Trained YOLO for 150 epochs on SC dataset.
- No more false positives of bottles/mallets predicted on background images *in the validation predictions*
** Found some other teams' public datasets on Roboflow (such as this one). ** Improving the quality of mallet example images for textual inversion.
- Diffusers script is doing random.choice from the 'imagenet_templates_small'
- Modified to have prompt labels correspond with each image
- Need to ensure example images are high quality, have minimal orientation differences, and have possibly complex backgrounds to be more robust
Used Hugging Face's example script to fine-tune Stable Diffusion 1.5 with new <wide-mouth-bottle> and <orange-mallet> tokens.

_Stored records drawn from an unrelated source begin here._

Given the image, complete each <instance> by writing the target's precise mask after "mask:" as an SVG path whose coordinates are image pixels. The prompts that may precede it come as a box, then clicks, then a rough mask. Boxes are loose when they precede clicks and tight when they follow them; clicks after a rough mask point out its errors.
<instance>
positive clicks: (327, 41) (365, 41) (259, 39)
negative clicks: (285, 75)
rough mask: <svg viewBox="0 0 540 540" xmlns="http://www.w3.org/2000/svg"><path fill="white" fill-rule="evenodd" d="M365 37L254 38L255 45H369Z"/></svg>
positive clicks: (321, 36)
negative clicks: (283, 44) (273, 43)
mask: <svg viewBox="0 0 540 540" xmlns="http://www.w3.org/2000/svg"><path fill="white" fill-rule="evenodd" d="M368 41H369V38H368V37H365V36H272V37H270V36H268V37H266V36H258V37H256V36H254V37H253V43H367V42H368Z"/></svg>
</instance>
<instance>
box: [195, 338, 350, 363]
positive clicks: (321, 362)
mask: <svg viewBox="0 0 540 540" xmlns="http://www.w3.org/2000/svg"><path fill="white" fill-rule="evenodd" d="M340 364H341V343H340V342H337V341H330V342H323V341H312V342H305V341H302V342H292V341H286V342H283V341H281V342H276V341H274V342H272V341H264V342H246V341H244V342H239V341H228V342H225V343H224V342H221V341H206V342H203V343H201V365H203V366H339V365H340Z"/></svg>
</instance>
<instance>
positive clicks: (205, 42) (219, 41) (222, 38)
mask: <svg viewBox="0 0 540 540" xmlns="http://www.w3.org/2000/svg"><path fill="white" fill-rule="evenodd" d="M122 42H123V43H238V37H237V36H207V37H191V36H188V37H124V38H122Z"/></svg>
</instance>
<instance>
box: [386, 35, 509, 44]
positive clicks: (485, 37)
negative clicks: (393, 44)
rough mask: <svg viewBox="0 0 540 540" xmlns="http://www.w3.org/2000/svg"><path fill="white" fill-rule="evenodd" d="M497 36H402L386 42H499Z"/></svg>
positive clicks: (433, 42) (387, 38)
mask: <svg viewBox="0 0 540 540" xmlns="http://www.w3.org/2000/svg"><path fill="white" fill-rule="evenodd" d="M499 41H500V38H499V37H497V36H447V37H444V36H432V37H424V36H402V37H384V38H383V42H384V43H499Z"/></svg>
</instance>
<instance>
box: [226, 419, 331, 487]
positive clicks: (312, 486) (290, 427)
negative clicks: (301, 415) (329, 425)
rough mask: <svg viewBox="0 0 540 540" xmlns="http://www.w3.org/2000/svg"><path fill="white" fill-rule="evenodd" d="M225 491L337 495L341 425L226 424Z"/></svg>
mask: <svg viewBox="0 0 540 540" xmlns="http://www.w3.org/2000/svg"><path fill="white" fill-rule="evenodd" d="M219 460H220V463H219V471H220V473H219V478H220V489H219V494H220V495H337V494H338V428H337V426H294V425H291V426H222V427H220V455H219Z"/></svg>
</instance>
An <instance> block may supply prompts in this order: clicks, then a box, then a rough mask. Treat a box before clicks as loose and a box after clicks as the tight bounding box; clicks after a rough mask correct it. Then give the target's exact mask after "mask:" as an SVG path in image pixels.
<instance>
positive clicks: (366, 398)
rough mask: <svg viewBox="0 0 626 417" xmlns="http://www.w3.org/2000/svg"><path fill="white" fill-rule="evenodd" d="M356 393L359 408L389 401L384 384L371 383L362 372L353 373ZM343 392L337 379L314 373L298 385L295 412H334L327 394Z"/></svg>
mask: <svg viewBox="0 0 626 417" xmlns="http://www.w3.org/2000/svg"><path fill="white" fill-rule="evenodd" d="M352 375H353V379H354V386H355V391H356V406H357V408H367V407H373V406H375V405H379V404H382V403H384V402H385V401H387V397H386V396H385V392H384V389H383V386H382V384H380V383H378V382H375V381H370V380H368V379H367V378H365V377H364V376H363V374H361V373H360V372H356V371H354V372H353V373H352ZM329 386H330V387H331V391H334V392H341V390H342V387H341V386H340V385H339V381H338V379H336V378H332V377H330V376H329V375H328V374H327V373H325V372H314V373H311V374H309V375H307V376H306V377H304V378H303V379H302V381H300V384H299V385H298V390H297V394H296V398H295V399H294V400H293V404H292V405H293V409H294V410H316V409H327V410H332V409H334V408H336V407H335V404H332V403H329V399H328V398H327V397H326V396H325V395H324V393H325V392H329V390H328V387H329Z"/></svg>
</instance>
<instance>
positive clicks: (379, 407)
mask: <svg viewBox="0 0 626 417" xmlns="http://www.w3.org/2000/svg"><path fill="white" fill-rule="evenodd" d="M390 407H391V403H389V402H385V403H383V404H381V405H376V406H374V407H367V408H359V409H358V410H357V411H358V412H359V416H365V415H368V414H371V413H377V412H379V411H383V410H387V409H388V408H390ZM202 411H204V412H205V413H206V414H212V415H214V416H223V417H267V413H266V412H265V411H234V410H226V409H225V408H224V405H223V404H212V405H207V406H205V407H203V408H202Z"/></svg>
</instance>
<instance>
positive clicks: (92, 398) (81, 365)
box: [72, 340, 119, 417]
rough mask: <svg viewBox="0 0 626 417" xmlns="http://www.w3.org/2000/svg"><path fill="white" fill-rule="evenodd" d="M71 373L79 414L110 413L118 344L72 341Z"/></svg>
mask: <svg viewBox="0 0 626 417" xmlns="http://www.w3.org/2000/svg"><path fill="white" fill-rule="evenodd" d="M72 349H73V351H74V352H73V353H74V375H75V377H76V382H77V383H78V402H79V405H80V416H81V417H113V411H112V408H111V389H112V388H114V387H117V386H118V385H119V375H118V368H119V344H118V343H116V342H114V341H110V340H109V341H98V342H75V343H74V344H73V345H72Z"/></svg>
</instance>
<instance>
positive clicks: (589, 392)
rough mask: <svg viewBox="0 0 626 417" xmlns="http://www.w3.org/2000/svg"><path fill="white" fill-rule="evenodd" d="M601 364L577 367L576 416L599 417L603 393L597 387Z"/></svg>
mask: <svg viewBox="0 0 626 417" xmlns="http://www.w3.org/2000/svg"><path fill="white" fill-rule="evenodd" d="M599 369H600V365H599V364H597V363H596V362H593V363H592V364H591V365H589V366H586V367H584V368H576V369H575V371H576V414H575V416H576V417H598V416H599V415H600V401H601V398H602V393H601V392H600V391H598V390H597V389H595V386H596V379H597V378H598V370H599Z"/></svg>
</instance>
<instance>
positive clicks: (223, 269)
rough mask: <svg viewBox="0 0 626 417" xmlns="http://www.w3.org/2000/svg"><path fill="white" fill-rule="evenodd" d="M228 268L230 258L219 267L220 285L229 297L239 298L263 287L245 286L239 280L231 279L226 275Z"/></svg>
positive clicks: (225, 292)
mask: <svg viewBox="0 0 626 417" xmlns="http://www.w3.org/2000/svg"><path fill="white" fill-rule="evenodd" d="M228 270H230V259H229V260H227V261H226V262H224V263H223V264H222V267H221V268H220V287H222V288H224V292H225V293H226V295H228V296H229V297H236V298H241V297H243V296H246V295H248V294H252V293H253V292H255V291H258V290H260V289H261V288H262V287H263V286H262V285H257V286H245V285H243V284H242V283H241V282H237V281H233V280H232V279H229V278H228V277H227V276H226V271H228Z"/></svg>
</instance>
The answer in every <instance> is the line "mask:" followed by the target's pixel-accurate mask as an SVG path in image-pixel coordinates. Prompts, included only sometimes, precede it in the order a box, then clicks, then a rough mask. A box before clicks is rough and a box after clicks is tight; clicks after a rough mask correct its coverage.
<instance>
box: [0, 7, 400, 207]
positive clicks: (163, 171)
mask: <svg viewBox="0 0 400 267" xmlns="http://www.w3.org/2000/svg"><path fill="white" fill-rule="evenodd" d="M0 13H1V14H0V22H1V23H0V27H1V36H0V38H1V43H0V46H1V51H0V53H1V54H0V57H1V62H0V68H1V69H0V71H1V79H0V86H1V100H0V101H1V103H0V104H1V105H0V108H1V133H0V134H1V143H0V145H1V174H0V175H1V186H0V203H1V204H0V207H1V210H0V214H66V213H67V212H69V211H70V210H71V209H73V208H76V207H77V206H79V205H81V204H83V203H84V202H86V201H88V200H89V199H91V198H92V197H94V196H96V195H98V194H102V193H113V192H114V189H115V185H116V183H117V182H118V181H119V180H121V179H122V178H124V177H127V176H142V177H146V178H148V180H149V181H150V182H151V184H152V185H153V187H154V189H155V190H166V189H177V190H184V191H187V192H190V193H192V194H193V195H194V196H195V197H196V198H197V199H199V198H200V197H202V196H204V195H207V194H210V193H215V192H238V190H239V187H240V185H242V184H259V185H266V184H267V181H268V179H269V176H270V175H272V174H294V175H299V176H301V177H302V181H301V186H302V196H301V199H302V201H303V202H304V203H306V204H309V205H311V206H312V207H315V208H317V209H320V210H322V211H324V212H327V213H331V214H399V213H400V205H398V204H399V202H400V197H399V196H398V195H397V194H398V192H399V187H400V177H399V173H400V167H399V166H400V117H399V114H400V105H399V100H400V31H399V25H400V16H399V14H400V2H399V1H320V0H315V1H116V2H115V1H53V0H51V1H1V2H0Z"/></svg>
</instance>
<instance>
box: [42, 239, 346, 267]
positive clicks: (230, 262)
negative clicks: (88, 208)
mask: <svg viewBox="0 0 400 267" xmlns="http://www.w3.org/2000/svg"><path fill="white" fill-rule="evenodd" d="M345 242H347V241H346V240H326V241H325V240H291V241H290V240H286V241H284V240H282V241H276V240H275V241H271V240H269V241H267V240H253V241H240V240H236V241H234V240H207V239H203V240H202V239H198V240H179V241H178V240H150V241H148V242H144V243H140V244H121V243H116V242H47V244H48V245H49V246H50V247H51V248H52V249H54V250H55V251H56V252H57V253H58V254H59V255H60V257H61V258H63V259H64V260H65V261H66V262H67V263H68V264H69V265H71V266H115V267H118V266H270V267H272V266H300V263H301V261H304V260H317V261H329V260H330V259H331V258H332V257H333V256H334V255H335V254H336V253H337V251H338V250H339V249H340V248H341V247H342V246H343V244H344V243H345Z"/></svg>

- Initial training run on the wide-mouth bottle went really poorly because of large backgrounds, model doing bad with "nalgene" text, and the bottle having inconsistent shape/color
- Second run with orange mallet is not as bad, but still lots of room for improvement
- Stable Diffusion 3 and 3.5 use a transformer instead of a U-Net, requires some modification of the Hugging Face example script
- Stable Diffusion 2 uses a U-Net, but online consensus seems to be that 1.5 is actually mostly better and easier to prompt
- To-do: experiment with modifying the prompt templates and using example images with a smaller mallet
Trained YOLO on original Roboflow dataset to get a baseline.
- From confusion matrix, really bad at recognizing backgrounds w/o object
- Very likely because only 60 / 2000 images are null class
Started work on generating synthetic data with the following pipeline:
- Use Stable Diffusion to generate a larger dataset with images in wide variety of contexts
- And use Hugging Face's textual inversion API to add the wide-mouth bottle and mallet as custom tokens
- Chose textual inversion over LoRA and Dreambooth because small files, local training, and the fact that bottle and mallet are already common objects
- Use Grounding Dino to automatically annotate each image